Rohan Alexander

Personal information
- Full name: Rohan Phillmore Alexander
- Born: February 20, 1973 (age 53) Jamaica
- Batting: Left-handed
- Bowling: Off spin
- Role: Batsman

International information
- National side: United States;
- ODI debut (cap 2): September 10, 2004 v New Zealand
- Last ODI: September 13, 2004 v Australia

Career statistics
| Competition | ODI | LA | ICC T |
| Matches | 2 | 14 | 12 |
| Runs scored | 34 | 229 | 278 |
| Batting average | 17.00 | 19.08 | 27.80 |
| 100s/50s | 0/0 | 0/2 | 1/0 |
| Top score | 26 | 55 | 110* |
| Catches/stumpings | 0/0 | 3/0 | 5/0 |
- Source: CricketArchive, October 11, 2008

= Rohan Alexander =

Jamaican-born American cricketer

Rohan Phillmore Alexander (born February 20, 1973) is a Jamaican-born American former cricketer. A left-handed batsman and off spin bowler, he played two One Day Internationals (ODIs) for the United States national cricket team in the 2004 ICC Champions Trophy.

==Biography==

Born in Jamaica in 1973, Rohan Alexander played his club cricket in New York City and first played for the US in 1998 when he made his List A debut against the Leeward Islands in the Red Stripe Bowl. He also played against his native Jamaica and Barbados in the tournament.
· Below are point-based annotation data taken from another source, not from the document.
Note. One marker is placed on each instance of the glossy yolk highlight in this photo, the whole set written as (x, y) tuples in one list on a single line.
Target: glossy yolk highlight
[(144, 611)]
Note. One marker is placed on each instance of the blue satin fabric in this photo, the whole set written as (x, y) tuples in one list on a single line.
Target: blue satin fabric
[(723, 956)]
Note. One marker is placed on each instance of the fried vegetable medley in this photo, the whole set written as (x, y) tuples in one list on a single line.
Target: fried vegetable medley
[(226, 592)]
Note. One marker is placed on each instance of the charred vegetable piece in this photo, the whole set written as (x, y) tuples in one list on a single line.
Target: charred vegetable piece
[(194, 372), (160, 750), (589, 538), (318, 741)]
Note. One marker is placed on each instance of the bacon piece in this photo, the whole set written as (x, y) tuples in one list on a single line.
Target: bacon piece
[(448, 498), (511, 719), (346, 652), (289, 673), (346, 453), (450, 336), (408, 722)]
He next played for the US in the Americas Championship, playing one match against the Cayman Islands at the Maple Leaf Cricket Club in King City. The following year, he played in the 2001 ICC Trophy in Ontario.

In 2002, he played in the Americas Championship in Buenos Aires and he returned to List A cricket in 2004 when he played in the ICC 6 Nations Challenge in the United Arab Emirates. He made his ODI debut later that year, playing against New Zealand and Australia in the ICC Champions Trophy in England.

His last matches for the USA came in the 2005 ICC Trophy in Ireland. After a warm-up match against the Northern Cricket Union President's XI he played four matches in the tournament proper against the UAE, Denmark, Uganda and Papua New Guinea.